To Ose: You are very clever. And why am I not surprised? You are not gonna be called a demon for nothing. And if only I don't bow my head to the masters of hell, I'm sure I'm hating you right now. I wanted to get rid of you, to scream for you to go back to the burning pits of hell, to be engulfed by the flames and to rot slowly and brutally. But you're gonna like that, don't you? And I'm sure you'd be waiting for me to come home to our kingdom—arms wide open, a menacing smile on your face. Don't you worry my friend, I'll see you there.

To Major: Hello stranger. It's nice to finally see you. I almost thought you don't exist, but who am I kidding? Right? Why did I ever think Joven doesn't have you in him? I am such a fool.

But thank you for introducing your self. I appreciate that you showed up sooner, before I get caught up in a disastrous tangle and can't escape. But to be honest with you, it hurt me when I met you. I cried, if you wanna know the truth. I felt terribly sad to learn that my game is over. I am ashamed. Too ashamed to look you in the eye, let alone hold my head up. I'm sorry. I mean it. If I could only take back what I told Joven, I'd do everything to take it back. But I love him, so much as a matter of fact. But it ends there. I'm never gonna tell him that again—because I don't have the rights. Thank you for making me realize that.

To Joven: Look, I'm really sorry I called you a lot of different names. But keep in mind that it doesn't mean anything. If there's someone insane enough, it's me. It's me who is always coming up with a lot of stupid, schizophrenic ideas. I'm a freak like that. So you can just keep away from me.

In Physics class back in high school, we were taught about the Dispersion of Light. A white light remains a white light until it passes through a prism, and that's only when it's gonna be dispersed into a spectrum. That's how our so-called "friendship" goes. You are the white light, and I am the prism. It is only me who is bringing out your spectrum of different personalities with different names. It's all my fault. And I'm sorry.

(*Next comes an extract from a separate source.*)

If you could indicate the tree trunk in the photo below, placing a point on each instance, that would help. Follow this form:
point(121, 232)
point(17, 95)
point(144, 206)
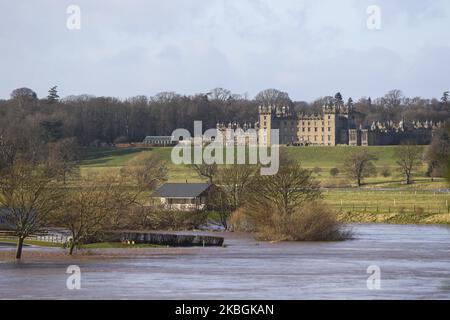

Now, come to think of it. What would happen if you take the prism out of the way? The spectrum will be gone. And the ray of light will continue travelling as a white light. So let's take me—your prism—out of the equation so you could be just the white light you really are. If there's no more prism, there's only a white light. If there's no more Tuesday, there's only Joven. Just you alone. I promise I'm never gonna call you by any other name anymore.

***


I'm sorry if all these things don't make any sense. I told you I really have nothing to say. But if you're still reading this letter up to this point, thank you. It makes me feel like I matter.

P.S. Do you think it's possible for us to just forget what I confessed to you? I'm taking it back. Sorry.

it's me,
Tuesday


I'm not sure if he's gonna read it though. But does it matter? I guess what matters now is the fact that I'm gonna be out of his way. I know it's hard to deal with the deranged and psychopathic me. And I don't want him to think that I'll be sticking around like a clingy, obsessed asshole. But I love him, Apa. I really fucking do. The only reason why I want to distance from him is because I don't want him to deal with me anymore. I can be too depressed, you know. And I'm not sure I'm not gonna start harming my self again if this stupid feeling grows deeper. I love him, but I want to keep it like that. I know my ground right now, and if I stay in his life, I might need more. I'm so tired of needing. I'm so fucking tired of loving someone who doesn't give a shit. And keeping a distance between us is preventing my self to love him more. That way, the hurt won't grow more unbearable.

I'm going to sleep now. Soon I'll be telling you a happy story. Or maybe not. My life will never be happy.